Maorineta minor
- Conservation status: Not Threatened (NZ TCS)

Scientific classification
- Kingdom: Animalia
- Phylum: Arthropoda
- Subphylum: Chelicerata
- Class: Arachnida
- Order: Araneae
- Infraorder: Araneomorphae
- Family: Linyphiidae
- Genus: Maorineta
- Species: M. minor
- Binomial name: Maorineta minor Millidge, 1988

= Maorineta minor =

- Authority: Millidge, 1988
- Conservation status: NT

Species of spider

Maorineta minor is a species of sheet weaver spider endemic to New Zealand.

==Taxonomy==
This species was described in 1988 by Alfred Frank Millidge from female and male specimens.

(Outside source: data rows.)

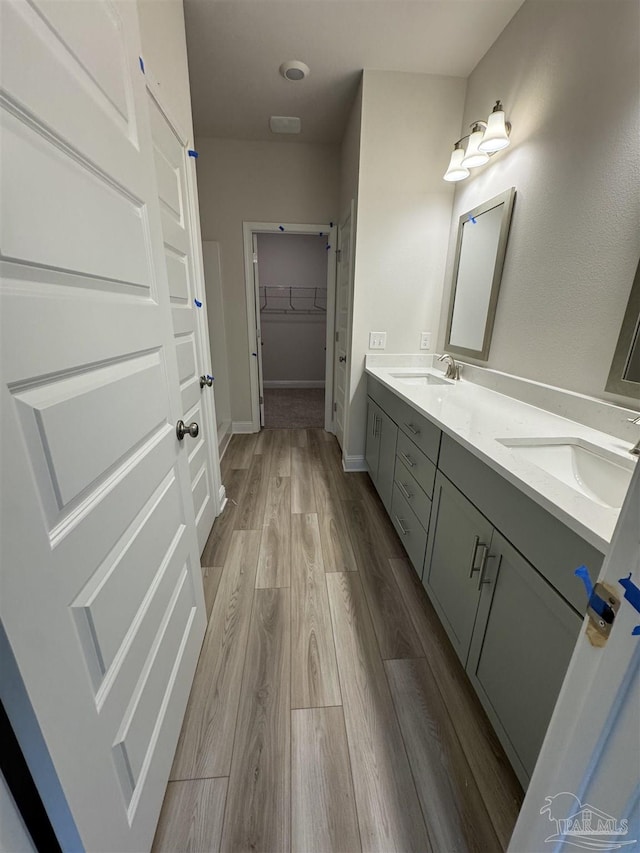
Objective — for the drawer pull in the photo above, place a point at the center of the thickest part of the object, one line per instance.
(483, 566)
(405, 491)
(404, 530)
(408, 459)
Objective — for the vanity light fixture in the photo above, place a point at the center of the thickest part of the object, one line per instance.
(485, 139)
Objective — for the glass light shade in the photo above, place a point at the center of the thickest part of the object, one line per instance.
(495, 136)
(474, 156)
(456, 172)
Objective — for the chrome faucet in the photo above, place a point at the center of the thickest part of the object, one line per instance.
(635, 450)
(453, 368)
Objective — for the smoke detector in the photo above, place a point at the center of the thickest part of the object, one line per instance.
(294, 70)
(285, 124)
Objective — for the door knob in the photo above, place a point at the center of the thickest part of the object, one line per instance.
(182, 429)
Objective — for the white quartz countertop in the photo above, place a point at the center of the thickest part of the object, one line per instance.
(477, 418)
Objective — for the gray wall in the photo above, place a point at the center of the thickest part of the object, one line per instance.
(568, 74)
(409, 122)
(260, 182)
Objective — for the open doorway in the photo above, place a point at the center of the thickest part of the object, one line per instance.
(292, 271)
(291, 289)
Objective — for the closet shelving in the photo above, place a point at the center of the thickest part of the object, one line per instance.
(293, 300)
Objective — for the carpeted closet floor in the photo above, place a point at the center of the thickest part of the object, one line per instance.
(293, 408)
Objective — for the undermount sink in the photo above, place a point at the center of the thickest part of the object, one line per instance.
(592, 471)
(420, 378)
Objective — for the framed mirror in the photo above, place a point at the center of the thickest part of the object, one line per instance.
(624, 376)
(477, 271)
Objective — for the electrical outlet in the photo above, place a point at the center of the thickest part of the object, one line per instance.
(377, 340)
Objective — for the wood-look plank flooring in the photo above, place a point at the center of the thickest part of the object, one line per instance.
(328, 711)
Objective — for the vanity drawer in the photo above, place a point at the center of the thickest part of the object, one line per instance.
(412, 535)
(422, 432)
(420, 468)
(412, 493)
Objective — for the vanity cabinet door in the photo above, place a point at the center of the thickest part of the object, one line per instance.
(523, 640)
(372, 443)
(380, 451)
(458, 543)
(387, 459)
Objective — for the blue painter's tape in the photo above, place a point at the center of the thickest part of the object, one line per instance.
(632, 595)
(582, 572)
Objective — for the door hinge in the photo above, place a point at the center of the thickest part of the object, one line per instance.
(602, 609)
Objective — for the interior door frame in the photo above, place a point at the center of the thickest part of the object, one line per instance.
(193, 216)
(348, 214)
(252, 299)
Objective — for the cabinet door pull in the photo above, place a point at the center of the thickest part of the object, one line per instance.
(483, 566)
(408, 459)
(405, 491)
(404, 530)
(474, 551)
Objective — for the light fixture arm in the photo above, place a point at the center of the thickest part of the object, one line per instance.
(485, 139)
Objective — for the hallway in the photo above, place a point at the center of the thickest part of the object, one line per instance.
(328, 711)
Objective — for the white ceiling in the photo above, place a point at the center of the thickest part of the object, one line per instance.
(236, 47)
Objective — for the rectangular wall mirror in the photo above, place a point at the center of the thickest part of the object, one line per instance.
(624, 376)
(477, 272)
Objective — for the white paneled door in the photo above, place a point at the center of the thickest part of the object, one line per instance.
(101, 593)
(188, 313)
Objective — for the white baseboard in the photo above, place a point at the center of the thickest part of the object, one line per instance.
(354, 463)
(241, 427)
(222, 499)
(293, 383)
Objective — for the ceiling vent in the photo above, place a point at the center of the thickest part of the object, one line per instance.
(294, 70)
(285, 124)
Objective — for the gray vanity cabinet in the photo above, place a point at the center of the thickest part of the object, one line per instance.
(504, 588)
(457, 556)
(523, 640)
(380, 451)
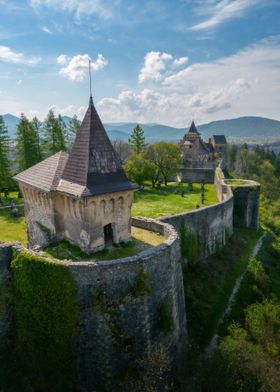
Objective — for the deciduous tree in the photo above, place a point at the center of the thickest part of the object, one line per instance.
(137, 139)
(27, 150)
(166, 157)
(5, 165)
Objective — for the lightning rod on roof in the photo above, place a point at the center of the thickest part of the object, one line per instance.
(89, 71)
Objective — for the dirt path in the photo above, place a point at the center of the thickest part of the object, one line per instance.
(15, 205)
(214, 341)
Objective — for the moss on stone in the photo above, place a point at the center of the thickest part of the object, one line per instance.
(46, 320)
(165, 321)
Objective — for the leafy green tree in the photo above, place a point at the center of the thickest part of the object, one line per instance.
(71, 130)
(5, 166)
(27, 150)
(137, 140)
(54, 134)
(166, 157)
(139, 169)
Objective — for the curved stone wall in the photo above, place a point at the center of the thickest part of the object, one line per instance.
(246, 203)
(128, 308)
(212, 225)
(125, 326)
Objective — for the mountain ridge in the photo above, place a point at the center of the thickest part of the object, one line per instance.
(234, 128)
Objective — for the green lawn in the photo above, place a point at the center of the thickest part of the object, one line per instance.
(167, 200)
(12, 229)
(209, 285)
(151, 203)
(12, 196)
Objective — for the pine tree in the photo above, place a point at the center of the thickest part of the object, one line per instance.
(37, 126)
(27, 144)
(54, 134)
(137, 139)
(5, 165)
(71, 130)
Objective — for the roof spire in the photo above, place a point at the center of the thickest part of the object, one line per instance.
(90, 91)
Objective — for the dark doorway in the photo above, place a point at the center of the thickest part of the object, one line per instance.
(108, 234)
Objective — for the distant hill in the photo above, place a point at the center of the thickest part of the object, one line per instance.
(254, 128)
(242, 127)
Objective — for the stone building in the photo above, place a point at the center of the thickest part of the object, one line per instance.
(83, 197)
(197, 153)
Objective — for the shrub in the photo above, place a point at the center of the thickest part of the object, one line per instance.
(165, 321)
(189, 244)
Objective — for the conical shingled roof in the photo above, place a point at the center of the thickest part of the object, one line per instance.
(93, 166)
(193, 128)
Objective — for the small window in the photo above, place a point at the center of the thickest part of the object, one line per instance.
(108, 234)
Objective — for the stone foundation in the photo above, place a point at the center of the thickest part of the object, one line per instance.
(121, 304)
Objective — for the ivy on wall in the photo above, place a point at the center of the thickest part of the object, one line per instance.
(110, 308)
(46, 322)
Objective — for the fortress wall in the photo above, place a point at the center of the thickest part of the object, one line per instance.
(127, 327)
(198, 175)
(212, 225)
(40, 220)
(126, 306)
(246, 205)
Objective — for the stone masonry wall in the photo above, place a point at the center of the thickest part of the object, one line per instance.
(54, 216)
(198, 175)
(121, 304)
(5, 310)
(212, 224)
(246, 205)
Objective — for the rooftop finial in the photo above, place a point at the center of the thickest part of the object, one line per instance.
(90, 92)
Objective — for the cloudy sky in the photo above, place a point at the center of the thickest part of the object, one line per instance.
(164, 61)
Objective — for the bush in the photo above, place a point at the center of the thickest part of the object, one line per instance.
(46, 320)
(189, 244)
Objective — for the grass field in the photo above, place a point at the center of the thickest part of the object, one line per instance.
(12, 196)
(167, 200)
(151, 203)
(209, 285)
(12, 229)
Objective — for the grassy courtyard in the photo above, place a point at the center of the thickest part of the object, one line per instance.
(141, 240)
(150, 203)
(13, 196)
(11, 228)
(168, 200)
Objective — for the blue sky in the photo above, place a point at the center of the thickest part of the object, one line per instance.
(165, 61)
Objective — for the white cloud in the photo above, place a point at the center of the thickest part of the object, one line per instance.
(245, 83)
(77, 67)
(69, 110)
(7, 55)
(157, 64)
(154, 64)
(221, 11)
(47, 30)
(63, 59)
(79, 8)
(180, 61)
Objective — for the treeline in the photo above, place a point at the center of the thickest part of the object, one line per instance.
(34, 142)
(155, 162)
(248, 355)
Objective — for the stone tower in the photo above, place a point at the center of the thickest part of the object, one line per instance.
(83, 197)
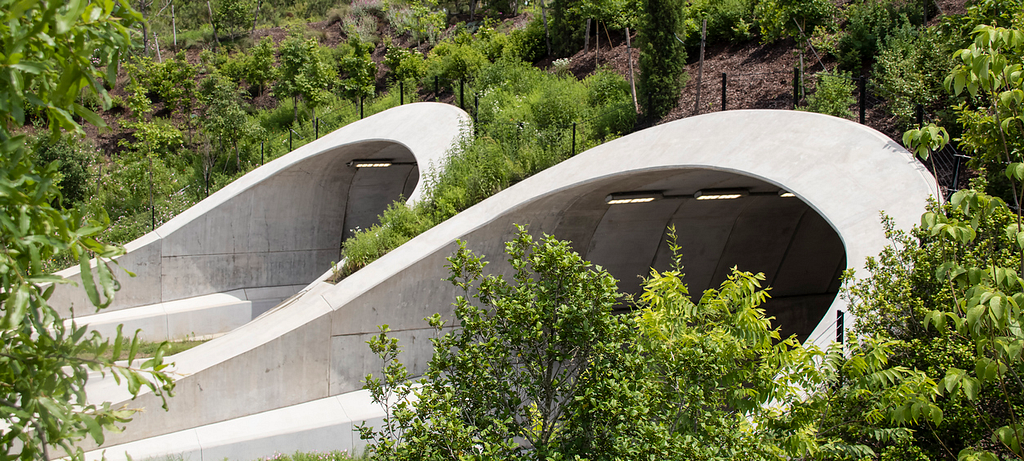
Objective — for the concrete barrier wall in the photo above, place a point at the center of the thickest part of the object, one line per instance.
(313, 346)
(283, 223)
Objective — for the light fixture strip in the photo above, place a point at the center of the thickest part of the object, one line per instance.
(721, 197)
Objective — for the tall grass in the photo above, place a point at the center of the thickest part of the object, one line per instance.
(525, 123)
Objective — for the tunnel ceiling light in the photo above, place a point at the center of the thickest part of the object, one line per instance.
(629, 198)
(375, 163)
(720, 194)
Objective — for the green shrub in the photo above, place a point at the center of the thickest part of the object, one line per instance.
(397, 224)
(909, 70)
(778, 18)
(869, 23)
(525, 44)
(454, 61)
(727, 21)
(833, 95)
(76, 161)
(404, 64)
(663, 58)
(610, 93)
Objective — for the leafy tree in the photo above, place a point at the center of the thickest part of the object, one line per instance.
(233, 16)
(516, 365)
(258, 69)
(304, 72)
(834, 95)
(919, 281)
(795, 18)
(989, 71)
(74, 160)
(404, 64)
(224, 117)
(663, 58)
(44, 362)
(540, 359)
(357, 65)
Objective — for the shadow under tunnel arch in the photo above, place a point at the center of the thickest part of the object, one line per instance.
(799, 252)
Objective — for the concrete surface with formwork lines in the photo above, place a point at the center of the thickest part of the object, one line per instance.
(261, 239)
(312, 347)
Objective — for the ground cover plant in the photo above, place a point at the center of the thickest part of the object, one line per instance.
(242, 92)
(44, 363)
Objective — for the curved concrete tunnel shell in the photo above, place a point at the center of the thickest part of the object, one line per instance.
(843, 173)
(283, 223)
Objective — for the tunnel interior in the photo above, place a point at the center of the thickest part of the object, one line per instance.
(761, 231)
(391, 174)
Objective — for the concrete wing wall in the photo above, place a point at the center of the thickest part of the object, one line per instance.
(283, 223)
(314, 346)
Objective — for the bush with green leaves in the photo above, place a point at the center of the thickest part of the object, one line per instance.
(232, 17)
(525, 44)
(567, 21)
(45, 363)
(76, 160)
(922, 294)
(908, 71)
(730, 21)
(404, 64)
(868, 24)
(357, 68)
(833, 94)
(537, 367)
(663, 58)
(456, 59)
(795, 18)
(524, 125)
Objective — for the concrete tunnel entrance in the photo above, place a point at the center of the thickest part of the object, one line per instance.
(760, 231)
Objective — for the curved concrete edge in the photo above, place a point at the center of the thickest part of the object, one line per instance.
(197, 318)
(324, 425)
(427, 130)
(313, 346)
(871, 175)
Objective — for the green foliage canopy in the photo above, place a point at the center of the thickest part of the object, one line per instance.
(48, 49)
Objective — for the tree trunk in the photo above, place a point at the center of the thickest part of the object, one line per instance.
(174, 29)
(704, 35)
(145, 29)
(586, 38)
(256, 16)
(547, 34)
(156, 45)
(214, 25)
(629, 56)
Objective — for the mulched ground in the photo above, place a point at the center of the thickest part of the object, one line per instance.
(759, 76)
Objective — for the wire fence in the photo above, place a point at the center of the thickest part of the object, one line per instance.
(733, 90)
(792, 90)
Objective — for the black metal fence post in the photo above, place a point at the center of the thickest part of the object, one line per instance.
(153, 207)
(573, 138)
(724, 79)
(863, 97)
(839, 327)
(796, 87)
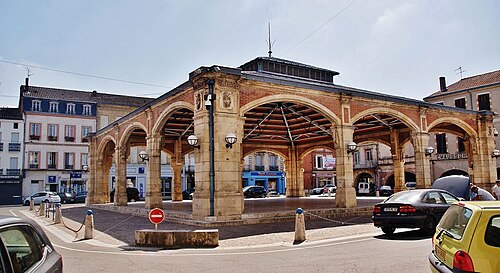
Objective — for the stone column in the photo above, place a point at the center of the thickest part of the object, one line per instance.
(346, 193)
(153, 178)
(422, 162)
(120, 196)
(177, 163)
(398, 156)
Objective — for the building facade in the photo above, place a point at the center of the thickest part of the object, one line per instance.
(11, 156)
(481, 93)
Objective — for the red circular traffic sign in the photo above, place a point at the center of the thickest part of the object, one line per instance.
(156, 216)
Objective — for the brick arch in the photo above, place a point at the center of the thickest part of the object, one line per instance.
(130, 128)
(165, 114)
(104, 142)
(291, 98)
(456, 121)
(404, 118)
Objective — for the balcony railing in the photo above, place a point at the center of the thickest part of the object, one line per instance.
(13, 172)
(14, 147)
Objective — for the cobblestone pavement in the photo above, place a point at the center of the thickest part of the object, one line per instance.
(122, 227)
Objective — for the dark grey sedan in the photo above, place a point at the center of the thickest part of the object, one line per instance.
(421, 208)
(24, 247)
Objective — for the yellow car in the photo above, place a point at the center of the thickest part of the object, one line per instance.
(467, 238)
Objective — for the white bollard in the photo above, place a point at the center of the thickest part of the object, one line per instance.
(300, 227)
(89, 225)
(42, 209)
(57, 218)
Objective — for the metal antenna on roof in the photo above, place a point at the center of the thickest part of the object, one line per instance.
(461, 71)
(270, 45)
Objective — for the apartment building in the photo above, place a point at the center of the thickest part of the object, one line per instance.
(479, 92)
(11, 156)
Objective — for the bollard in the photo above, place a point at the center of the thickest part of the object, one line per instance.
(42, 209)
(89, 225)
(300, 227)
(57, 218)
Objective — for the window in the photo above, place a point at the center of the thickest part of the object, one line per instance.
(460, 145)
(51, 160)
(460, 103)
(52, 132)
(69, 133)
(24, 246)
(85, 160)
(483, 101)
(85, 131)
(35, 131)
(35, 105)
(87, 110)
(34, 158)
(53, 107)
(318, 162)
(70, 109)
(69, 161)
(441, 144)
(369, 155)
(492, 236)
(356, 158)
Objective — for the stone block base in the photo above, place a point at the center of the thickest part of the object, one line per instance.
(177, 238)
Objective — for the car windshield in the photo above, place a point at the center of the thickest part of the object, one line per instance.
(406, 196)
(455, 221)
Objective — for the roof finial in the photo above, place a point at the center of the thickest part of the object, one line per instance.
(270, 45)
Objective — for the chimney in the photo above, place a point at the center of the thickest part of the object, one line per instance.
(442, 84)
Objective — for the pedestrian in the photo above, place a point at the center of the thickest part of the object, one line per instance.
(496, 190)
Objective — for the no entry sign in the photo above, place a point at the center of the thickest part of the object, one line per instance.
(156, 216)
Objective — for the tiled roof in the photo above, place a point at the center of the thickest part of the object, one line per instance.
(10, 113)
(84, 96)
(471, 82)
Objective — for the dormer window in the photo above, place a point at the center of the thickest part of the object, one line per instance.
(70, 109)
(87, 110)
(36, 105)
(53, 107)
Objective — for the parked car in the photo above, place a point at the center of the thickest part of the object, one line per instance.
(43, 196)
(421, 208)
(132, 194)
(467, 238)
(459, 186)
(254, 191)
(329, 188)
(317, 191)
(411, 185)
(24, 247)
(385, 190)
(66, 197)
(187, 194)
(80, 197)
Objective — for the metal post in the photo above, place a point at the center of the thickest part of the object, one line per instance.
(211, 145)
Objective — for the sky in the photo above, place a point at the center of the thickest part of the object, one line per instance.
(146, 48)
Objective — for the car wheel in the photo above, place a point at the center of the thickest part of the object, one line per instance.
(429, 227)
(388, 230)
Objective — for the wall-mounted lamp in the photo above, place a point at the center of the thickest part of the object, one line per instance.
(193, 141)
(351, 147)
(429, 150)
(144, 156)
(230, 140)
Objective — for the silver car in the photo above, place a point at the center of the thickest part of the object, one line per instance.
(24, 247)
(43, 196)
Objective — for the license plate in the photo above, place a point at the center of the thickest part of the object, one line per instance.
(440, 253)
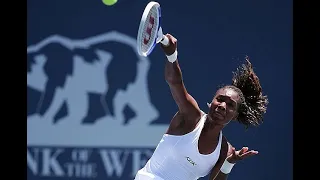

The holotype is stored in the New Zealand Arthropod Collection under registration number NZAC03014980.

==Description==
The female is recorded at 1.25-1.55mm in length whereas the male is 1.20-1.55mm. This species has a yellow to pale brown carapace, pale yellow to orange legs and a pale grey to grey abdomen.

==Distribution==
This species is only known from the North Island of New Zealand.

==Conservation status==
Under the New Zealand Threat Classification System, this species is listed as "Not Threatened".